If you demand it, they will come

Brian Dear from EVDB wrote me recently to bring to my attention the Eventful Demand service on Eventful.com (the event-planning website powered by his EVDB service). He is justifiably proud of this new feature:

We premiered it at the O’Reilly Emerging Technology conference in San Diego in March.
Eventful Demand is a set of tools to enable fans to form grass-roots campaigns to “demand” an event to happen, by inviting their favorite performers to come to their town. Performers might be lecturers, book authors and journalists, musicians, bands, filmmakers, politicians, entrepreneurs, astronauts, scientists, who knows… it could be anyone.
The idea is, put the power of creating events in the hands of the people who want most to go to the event – the
people! What’s great is that we’re seeing performers start to embrace the technology, and participate with the fans in making events come about.

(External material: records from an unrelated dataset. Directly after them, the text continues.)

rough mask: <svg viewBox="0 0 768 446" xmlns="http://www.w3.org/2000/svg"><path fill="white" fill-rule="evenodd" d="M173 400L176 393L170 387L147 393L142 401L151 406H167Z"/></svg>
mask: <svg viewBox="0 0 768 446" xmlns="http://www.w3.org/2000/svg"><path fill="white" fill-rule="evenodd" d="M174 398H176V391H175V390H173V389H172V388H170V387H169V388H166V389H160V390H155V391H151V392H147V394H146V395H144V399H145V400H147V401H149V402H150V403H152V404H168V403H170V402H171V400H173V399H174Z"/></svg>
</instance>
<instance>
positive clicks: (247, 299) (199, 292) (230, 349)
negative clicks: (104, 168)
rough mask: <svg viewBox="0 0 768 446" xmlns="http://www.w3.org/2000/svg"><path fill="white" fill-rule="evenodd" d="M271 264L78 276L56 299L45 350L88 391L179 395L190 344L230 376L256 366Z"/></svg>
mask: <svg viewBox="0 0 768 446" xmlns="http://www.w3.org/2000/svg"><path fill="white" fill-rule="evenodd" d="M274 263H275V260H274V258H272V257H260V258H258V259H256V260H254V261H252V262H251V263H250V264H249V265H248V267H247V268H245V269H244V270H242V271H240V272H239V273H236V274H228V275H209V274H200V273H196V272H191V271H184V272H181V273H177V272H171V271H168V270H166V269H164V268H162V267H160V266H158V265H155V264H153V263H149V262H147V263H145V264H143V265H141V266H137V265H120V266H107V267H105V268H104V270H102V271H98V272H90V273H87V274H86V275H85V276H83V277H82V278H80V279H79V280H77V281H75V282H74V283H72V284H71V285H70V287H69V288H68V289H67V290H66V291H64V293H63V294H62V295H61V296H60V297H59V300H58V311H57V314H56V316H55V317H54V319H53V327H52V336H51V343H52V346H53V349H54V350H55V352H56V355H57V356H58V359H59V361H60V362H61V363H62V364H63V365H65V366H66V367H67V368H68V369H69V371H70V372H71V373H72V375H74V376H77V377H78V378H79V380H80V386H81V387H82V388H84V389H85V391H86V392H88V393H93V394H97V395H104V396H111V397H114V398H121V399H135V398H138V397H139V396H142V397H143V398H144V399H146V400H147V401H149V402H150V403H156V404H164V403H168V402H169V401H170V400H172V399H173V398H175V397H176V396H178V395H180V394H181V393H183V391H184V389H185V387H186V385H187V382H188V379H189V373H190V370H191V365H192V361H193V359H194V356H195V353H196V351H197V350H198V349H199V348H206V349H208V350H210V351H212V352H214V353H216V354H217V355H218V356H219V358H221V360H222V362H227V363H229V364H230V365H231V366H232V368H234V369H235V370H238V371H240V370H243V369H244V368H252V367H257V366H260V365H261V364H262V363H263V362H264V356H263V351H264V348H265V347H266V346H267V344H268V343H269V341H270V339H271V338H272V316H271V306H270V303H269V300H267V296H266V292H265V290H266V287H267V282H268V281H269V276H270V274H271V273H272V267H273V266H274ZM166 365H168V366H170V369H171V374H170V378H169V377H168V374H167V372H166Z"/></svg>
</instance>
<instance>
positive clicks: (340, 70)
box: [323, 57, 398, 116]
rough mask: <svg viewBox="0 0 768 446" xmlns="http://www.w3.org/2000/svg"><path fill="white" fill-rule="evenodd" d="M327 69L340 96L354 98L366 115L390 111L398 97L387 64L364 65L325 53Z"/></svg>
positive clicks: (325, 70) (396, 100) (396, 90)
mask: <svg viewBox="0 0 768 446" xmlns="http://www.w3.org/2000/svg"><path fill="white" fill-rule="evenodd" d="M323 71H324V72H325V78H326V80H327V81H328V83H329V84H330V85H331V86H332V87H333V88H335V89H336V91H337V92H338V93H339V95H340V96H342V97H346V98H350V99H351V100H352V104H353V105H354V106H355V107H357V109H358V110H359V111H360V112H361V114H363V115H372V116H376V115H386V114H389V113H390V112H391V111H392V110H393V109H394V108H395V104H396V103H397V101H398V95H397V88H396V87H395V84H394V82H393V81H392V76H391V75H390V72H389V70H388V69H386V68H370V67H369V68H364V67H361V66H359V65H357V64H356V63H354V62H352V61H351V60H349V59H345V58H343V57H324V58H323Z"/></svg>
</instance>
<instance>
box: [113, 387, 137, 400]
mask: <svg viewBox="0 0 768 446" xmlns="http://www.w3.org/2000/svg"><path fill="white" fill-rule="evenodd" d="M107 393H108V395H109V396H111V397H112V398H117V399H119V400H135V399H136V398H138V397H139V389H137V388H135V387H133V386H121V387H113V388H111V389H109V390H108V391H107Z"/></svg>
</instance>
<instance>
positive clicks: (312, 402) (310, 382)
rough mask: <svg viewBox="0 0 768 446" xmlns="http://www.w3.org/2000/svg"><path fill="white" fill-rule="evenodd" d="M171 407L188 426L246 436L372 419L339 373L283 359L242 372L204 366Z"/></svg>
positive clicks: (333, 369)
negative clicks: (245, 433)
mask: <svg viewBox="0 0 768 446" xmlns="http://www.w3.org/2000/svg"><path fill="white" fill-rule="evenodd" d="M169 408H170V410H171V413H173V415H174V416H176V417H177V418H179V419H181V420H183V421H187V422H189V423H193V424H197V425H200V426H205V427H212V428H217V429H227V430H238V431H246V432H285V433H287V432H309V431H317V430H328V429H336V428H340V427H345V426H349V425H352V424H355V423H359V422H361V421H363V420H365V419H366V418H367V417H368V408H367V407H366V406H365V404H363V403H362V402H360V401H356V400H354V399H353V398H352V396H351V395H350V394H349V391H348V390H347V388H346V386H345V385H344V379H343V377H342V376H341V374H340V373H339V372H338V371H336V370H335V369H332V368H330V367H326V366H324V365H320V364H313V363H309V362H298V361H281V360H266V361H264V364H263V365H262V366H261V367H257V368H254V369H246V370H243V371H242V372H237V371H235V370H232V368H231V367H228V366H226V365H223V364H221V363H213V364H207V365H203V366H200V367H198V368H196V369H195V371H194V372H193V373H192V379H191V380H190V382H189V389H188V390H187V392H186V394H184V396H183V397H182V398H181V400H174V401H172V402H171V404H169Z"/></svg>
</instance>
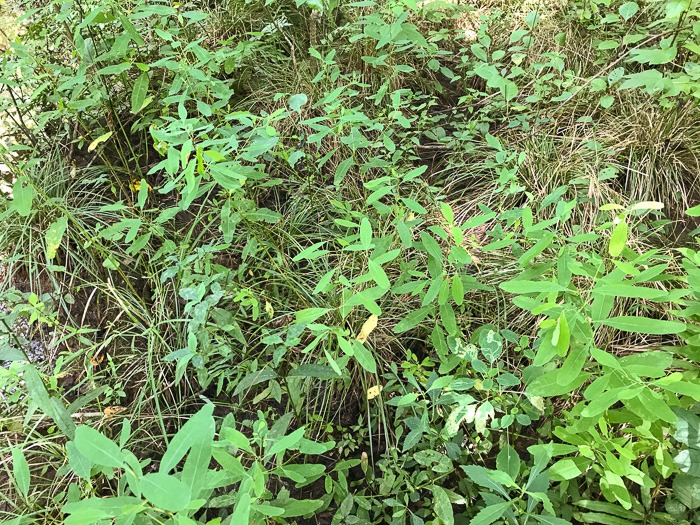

I have to admit, that last bit does sound cool. If you’re interested in watching this in action, you can view the “hottest” current demands
The first two sheduled events to emerge from this service were a book signing / film screening by blogger, author, and actor Wil Wheaton in Boston, and a music concert in the DC area by Jonathan Coulton (of the Thing a Week blog project and the classic multimedia song Flickr).
To grease the skids, Eventful Demand also provides tools for performers to encourage fans to start “demanding” them. I wonder if this could be adapted for the next Ross Perot or Wesley Clark to encourage supporters to draft them to run for office?